Moi ? Un Bourguignon ? Tu m'insultes, évêque ! Je n'ai plus rien à perdre à te dire mon nom. Il te servira du moins à comprendre que je n'ai rien de commun avec cette folle. Je m'appelle Arnaud de Montsalvy et je suis capitaine du roi Charles ! Elle est bourguignonne... Les siens, au temps de la Caboche, ont tué mon frère. Et tu voudrais que je lui sois lié en quoi que ce soit ? Tu es fou, évêque, si tu peux croire une chose pareille...

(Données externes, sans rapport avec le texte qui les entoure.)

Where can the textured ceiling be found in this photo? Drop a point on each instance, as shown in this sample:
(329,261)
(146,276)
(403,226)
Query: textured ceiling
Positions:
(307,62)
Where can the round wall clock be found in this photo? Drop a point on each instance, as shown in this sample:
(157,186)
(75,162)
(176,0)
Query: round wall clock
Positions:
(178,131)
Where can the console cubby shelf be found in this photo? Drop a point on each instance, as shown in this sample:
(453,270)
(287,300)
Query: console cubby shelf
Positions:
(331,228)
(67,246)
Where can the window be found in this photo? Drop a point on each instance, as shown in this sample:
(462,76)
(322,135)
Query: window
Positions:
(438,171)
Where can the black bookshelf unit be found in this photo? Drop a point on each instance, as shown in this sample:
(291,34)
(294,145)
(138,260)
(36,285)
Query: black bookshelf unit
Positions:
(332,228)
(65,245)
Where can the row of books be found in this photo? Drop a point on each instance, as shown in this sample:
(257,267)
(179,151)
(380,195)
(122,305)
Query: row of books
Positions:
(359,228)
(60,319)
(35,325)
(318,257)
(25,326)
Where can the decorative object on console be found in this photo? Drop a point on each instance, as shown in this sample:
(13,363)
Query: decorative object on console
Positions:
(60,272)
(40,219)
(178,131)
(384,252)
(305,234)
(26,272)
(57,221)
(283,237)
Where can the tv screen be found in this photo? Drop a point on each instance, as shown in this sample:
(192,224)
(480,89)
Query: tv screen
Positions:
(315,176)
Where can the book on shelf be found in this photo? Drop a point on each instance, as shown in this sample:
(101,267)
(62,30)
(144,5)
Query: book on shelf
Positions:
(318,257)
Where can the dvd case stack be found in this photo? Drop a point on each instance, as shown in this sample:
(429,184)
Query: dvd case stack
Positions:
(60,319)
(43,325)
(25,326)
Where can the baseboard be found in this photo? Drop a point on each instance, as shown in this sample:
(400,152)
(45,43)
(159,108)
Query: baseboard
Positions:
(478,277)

Un flot de larmes jaillit des yeux de Catherine. Sans doute Arnaud n'avait-il en vue que son salut à elle mais le dédain dont il l'enveloppait était plus qu'elle n'en pouvait supporter. Désespérée, elle cria :

— Ainsi, tu me repousses encore... même maintenant ? Pourquoi ne veux-tu pas que je meure avec toi ? Dis, pourquoi ?

Elle tendait vers lui ses mains enchaînées, prête à se traîner à ses pieds pour un seul mot moins dur. Tout disparaissait du décor redoutable, du prélat sectaire et haineux qui l'écoutait. Seul demeurait cet homme passionnément aimé qui la rejetait à cette heure suprême. Raidi, les dents serrées, Arnaud regardait droit devant lui, refusant de s'attendrir.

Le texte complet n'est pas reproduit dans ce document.